1 Note that Bedau (1997) gives a slightly different version of this definition: "Macrostate P of S with microdynamic D is weakly emergent if and only if P can be derived from D and S's external conditions but only by simulation."

2 A glider is another configuration of five cells which changes back into the same pattern after every 4th time step, except that the pattern is shifted one cell diagonally.

3 The term "resultant property" was coined in the late 19th Century by the philosopher Samuel Alexander, one of the (so-called) "British emergentists." The guiding analogy here is the addition of vectors.

4 Note that this is not the same as demanding that the notion of simulation have completely sharp boundaries. For we may end up—for independent reasons—wanting a notion of emergence which is itself a matter of degree.

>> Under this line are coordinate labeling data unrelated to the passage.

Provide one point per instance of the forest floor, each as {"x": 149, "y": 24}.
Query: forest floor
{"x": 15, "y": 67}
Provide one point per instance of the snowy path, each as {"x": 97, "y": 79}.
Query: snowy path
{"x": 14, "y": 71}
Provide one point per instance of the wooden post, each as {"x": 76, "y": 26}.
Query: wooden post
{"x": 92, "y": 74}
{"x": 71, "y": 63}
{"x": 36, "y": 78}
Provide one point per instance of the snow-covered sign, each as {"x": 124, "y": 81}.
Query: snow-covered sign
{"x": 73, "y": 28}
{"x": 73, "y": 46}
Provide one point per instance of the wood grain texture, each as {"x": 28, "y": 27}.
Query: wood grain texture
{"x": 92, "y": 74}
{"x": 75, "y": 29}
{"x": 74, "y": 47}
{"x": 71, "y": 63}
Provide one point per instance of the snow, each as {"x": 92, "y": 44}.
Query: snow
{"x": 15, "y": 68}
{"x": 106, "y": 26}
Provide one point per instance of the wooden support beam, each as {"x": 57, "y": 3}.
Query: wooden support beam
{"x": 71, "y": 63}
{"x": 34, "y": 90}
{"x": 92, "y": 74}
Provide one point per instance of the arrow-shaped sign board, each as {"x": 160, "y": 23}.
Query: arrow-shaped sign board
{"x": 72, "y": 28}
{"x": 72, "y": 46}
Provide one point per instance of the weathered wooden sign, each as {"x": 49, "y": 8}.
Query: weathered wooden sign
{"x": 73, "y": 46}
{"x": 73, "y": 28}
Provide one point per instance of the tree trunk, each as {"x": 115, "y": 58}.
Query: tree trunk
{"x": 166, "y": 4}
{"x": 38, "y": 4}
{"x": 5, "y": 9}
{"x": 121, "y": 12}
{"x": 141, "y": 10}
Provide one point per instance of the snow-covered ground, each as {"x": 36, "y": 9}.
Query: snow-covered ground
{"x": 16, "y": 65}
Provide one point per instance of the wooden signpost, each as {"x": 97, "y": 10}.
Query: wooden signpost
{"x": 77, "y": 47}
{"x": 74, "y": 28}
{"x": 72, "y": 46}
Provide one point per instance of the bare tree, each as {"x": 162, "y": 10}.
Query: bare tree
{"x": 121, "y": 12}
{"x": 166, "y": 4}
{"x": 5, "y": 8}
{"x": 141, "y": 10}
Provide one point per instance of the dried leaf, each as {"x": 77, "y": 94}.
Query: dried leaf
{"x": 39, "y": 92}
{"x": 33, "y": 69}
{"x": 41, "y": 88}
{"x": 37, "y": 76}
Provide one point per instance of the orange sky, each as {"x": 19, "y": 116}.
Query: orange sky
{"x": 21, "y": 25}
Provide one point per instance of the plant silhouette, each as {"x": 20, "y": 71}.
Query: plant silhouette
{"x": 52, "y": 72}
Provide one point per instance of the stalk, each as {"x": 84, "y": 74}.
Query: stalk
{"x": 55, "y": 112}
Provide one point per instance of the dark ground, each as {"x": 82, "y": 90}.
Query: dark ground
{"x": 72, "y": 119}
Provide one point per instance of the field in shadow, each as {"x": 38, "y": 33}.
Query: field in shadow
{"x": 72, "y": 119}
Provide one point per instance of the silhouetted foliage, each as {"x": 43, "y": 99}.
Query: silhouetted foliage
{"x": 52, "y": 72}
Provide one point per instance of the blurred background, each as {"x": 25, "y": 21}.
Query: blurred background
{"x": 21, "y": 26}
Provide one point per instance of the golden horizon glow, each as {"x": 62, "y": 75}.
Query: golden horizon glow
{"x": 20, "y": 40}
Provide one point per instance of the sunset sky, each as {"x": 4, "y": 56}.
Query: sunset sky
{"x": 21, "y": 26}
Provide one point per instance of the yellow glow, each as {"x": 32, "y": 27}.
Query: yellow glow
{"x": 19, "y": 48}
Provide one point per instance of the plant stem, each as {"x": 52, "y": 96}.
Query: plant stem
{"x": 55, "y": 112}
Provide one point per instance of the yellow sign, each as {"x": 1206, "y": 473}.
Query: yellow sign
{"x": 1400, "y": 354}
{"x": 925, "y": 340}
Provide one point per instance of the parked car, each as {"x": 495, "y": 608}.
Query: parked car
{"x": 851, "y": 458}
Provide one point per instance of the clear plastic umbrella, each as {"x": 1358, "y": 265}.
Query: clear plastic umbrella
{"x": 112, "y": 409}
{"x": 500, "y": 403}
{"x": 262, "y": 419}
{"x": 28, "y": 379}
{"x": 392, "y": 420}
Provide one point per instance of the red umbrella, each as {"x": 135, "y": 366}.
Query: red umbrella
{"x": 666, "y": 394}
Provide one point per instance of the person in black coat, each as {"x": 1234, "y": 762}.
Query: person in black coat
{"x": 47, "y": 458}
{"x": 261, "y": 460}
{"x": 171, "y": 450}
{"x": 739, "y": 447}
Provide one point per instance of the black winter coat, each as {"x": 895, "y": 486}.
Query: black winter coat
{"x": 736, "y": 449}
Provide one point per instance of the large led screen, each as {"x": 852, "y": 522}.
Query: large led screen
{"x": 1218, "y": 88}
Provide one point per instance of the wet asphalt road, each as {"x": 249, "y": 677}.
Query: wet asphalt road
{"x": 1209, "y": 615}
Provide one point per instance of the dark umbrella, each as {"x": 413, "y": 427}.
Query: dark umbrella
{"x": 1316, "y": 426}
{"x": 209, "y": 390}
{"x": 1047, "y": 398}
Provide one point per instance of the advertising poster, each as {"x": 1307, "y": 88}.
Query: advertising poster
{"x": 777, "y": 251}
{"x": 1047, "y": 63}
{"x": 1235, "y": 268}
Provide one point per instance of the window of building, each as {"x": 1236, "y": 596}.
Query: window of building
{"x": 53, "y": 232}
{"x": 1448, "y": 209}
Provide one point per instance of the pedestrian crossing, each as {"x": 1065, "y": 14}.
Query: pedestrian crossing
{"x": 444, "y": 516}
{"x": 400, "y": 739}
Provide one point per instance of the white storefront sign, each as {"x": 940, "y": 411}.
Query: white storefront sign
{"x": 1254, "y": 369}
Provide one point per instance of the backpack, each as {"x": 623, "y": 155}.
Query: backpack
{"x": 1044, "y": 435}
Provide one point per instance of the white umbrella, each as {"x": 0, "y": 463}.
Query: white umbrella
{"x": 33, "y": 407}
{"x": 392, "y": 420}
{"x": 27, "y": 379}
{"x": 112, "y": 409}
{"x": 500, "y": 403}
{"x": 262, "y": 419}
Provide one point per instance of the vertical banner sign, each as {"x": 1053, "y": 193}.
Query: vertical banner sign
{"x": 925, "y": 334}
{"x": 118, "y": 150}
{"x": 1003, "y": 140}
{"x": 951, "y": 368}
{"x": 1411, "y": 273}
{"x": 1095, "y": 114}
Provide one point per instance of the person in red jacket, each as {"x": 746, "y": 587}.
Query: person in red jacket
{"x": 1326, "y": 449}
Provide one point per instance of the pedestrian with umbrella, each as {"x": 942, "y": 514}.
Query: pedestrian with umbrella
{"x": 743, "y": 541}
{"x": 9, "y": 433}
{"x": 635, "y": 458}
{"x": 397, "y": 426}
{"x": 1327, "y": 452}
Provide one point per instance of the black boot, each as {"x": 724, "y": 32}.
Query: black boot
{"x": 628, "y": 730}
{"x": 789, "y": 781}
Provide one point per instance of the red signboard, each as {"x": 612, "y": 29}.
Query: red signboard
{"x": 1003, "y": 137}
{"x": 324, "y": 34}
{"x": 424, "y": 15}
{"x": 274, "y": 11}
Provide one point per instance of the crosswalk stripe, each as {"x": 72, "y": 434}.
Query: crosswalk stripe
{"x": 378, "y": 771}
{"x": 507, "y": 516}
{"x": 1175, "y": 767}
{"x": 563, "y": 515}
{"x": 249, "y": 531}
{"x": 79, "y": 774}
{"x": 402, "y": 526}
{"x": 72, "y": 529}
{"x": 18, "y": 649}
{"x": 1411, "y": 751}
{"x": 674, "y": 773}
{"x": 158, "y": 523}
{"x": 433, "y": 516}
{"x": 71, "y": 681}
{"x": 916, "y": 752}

5 Another area where there is active debate over the distinction between simulation and instantiation is in connection with John Searle's "Chinese Room" thought-experiment. One way of framing Searle's challenge is to clarify under what conditions, if any, simulation of syntactic cognitive operations is sufficient for the instantiation of genuine mental states. For a useful overview of this debate, see Preston and Bishop (2002).

6There may still be a derivative sense of "freestanding structure" as a structure for which full simulation is possible. And it is worth noting that the points made about the game of chess seem to apply with equal force to the Game of Life. Specifically, there seems to be no distinction between simulating the Game of Life and instantiating it. Also note the slide between simulation and observation when Bedau (2003) talks about the R-pentomino's bounded growth.

7Bedau (2003) does distinguish between different 'strengths' of simulation, e.g. between finite and infinite simulations. But it is unclear how this intersects with the above issues.

8More precisely, any empty cell that is at least two cells removed from a live cell can be ignored at a given time step.

9It should be noted that there are in fact two distinct properties that fit the term "bounded growth." In my discussion thus far, I have been assuming that growth is bounded if and only if there is some upper bound on the number of live cells in any (individual) future state of the system. However, the fact that Bedau talks of the stable state reached at step 1103 as "just fitting into a 51-by-109 cell region" indicates that he himself may have a different property in mind, such that growth is bounded if and only if there is some finite area outside of which no live cells of any future state appear. The first of these two readings yields a simpler property than the second, since spatial boundedness implies numerical boundedness, but not vice-versa (as the 'double-glider' example above illustrates).

10 Note that I am implicitly endorsing a view here according to which there is a unique "best" explanation for any given phenomenon.